Wednesday, September 2, 2009

Restore that just wasn't wanting to happen

So, maybe I should read my own blog posting, or get more sleep, but I recently caused myself enough problems when trying to attempt a simple restore.
I had backups, check. I had a point in time when I wanted to restore to, check. I had a good reason to restore the whole database, check. What I didn't was the undivided attention that it needed or had planned properly for the things that went wrong.
So, I started off on my adventure. In knowing that there was no activity on the database I just choose any time around the point of failure, without checking for fuzzy issues. (I'll come back to fuzzy).
Opened up RMAN, connect to target, run script to allocate channels for tape and restore database until time, recover database until time. Restore started, and I thought in an hour I would be good to go again. Check back, still running, check back, still running. OK, that is strange, nothing showing issues just looks like it is hanging. Wonder if it is waiting for tapes. Simple thing to do, and what I should have done was just to call the backup team and ask about tapes I am trying to access. Instead, I thought, well, let's try again for a different time, because I just need it around this time, and maybe I will be able to hit different tapes.
Started it up again, and this time my computer crashed in the middle of this. So several hours later, restore still not complete, and now I really have a database that is not useable. Fun stuff.
Cleared out all of the processes that might have been left from over from the crash, picked my point in time. Contacted the backup team to make sure I didn't have locks on the tapes and they were available. Restore, recover. Open database - media data file 1 needs recovery. And this is where FUZZY comes in. The point in time, I had randomly picked without doing my homework, had a datafile restored that had a different SCN then the others. So, at this point of course I am wishing that I had done my homework, and that I had treated this restore as a production restore instead of thinking, it is just a test system, so no big deal.

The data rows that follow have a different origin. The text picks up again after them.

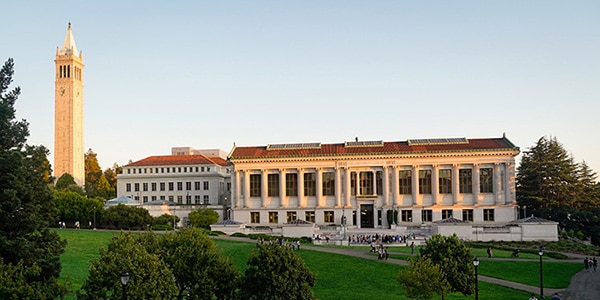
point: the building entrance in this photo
(366, 216)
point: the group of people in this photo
(590, 264)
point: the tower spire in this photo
(69, 46)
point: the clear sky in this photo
(206, 74)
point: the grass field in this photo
(338, 276)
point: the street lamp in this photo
(541, 253)
(476, 264)
(124, 281)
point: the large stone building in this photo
(68, 111)
(363, 184)
(189, 178)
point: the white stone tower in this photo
(68, 111)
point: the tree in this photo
(92, 173)
(546, 177)
(27, 246)
(203, 217)
(200, 271)
(151, 278)
(276, 272)
(454, 259)
(66, 182)
(422, 279)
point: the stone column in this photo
(301, 187)
(263, 188)
(455, 184)
(476, 184)
(347, 188)
(282, 196)
(338, 187)
(319, 187)
(435, 184)
(417, 199)
(246, 188)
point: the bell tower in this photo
(68, 111)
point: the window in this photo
(310, 184)
(366, 183)
(468, 215)
(255, 185)
(488, 214)
(273, 185)
(328, 183)
(446, 214)
(328, 216)
(273, 217)
(485, 180)
(465, 179)
(445, 181)
(291, 184)
(406, 215)
(290, 216)
(405, 182)
(254, 217)
(426, 215)
(353, 183)
(309, 216)
(424, 181)
(379, 183)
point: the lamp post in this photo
(124, 281)
(476, 264)
(541, 253)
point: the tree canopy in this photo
(454, 259)
(276, 273)
(27, 247)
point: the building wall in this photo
(500, 201)
(217, 179)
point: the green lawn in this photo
(338, 276)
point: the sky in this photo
(208, 74)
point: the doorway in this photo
(366, 216)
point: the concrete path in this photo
(583, 286)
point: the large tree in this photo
(275, 272)
(454, 259)
(26, 205)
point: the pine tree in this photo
(26, 205)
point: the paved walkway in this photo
(583, 286)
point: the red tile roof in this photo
(170, 160)
(403, 147)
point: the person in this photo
(532, 297)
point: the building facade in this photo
(191, 178)
(364, 184)
(68, 111)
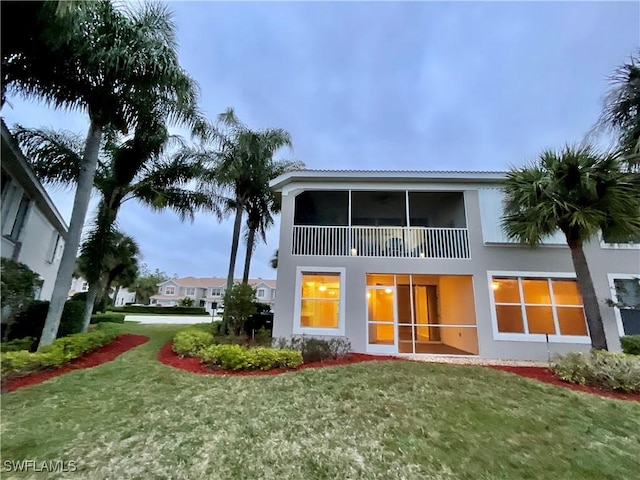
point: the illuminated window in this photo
(530, 306)
(320, 304)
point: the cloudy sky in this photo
(380, 85)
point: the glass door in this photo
(381, 315)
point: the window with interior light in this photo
(320, 305)
(531, 307)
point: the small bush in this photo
(317, 349)
(235, 357)
(631, 344)
(110, 317)
(191, 341)
(611, 371)
(18, 344)
(160, 310)
(61, 351)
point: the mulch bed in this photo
(193, 365)
(543, 374)
(91, 359)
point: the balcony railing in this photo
(400, 242)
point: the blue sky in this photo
(379, 85)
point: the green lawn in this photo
(136, 418)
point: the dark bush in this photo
(160, 310)
(317, 349)
(110, 317)
(631, 344)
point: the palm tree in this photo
(111, 63)
(577, 191)
(119, 264)
(243, 166)
(132, 168)
(621, 112)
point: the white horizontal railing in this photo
(401, 242)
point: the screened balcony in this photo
(400, 224)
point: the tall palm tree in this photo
(578, 192)
(112, 63)
(120, 263)
(243, 164)
(621, 112)
(132, 168)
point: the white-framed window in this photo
(625, 295)
(528, 306)
(319, 306)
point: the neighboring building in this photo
(208, 290)
(33, 230)
(417, 263)
(123, 295)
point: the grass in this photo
(136, 418)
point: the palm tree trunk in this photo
(589, 298)
(251, 238)
(92, 294)
(78, 215)
(234, 245)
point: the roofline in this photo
(407, 176)
(19, 164)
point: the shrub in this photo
(18, 344)
(61, 351)
(631, 344)
(160, 310)
(612, 371)
(317, 349)
(110, 317)
(236, 357)
(191, 341)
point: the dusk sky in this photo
(378, 85)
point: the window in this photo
(529, 307)
(320, 308)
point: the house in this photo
(123, 296)
(417, 263)
(33, 231)
(207, 291)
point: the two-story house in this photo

I would like to say that after all of this, I was able to restore with the next attempt, but I ran into one more issue. Since I was trying to duplicate the production into test, I was using duplicate and the restore is using the flash recovery area, and guess what...all of these attempts and such had filled up that destination. Of course! Simple query to find out space available and clear this area out, ready for another attempt.
I am sure at this point you are either crying or laughing with me or at me. But I share this because there were several things I could have done along the way to make this restore simple to begin with. And even the simple tasks we perform can cause issues with the database or things that we touch. In not treating this at the same level as a production restore or issue, I wasn't prepared as I should have been. Did I create some great documentations for problems and how to fix them to prevent this in the future? I sure did! But that really shouldn't be the point of doing a restore. I am hoping to save others from going through the same process and trouble, and it has already been documented ;-)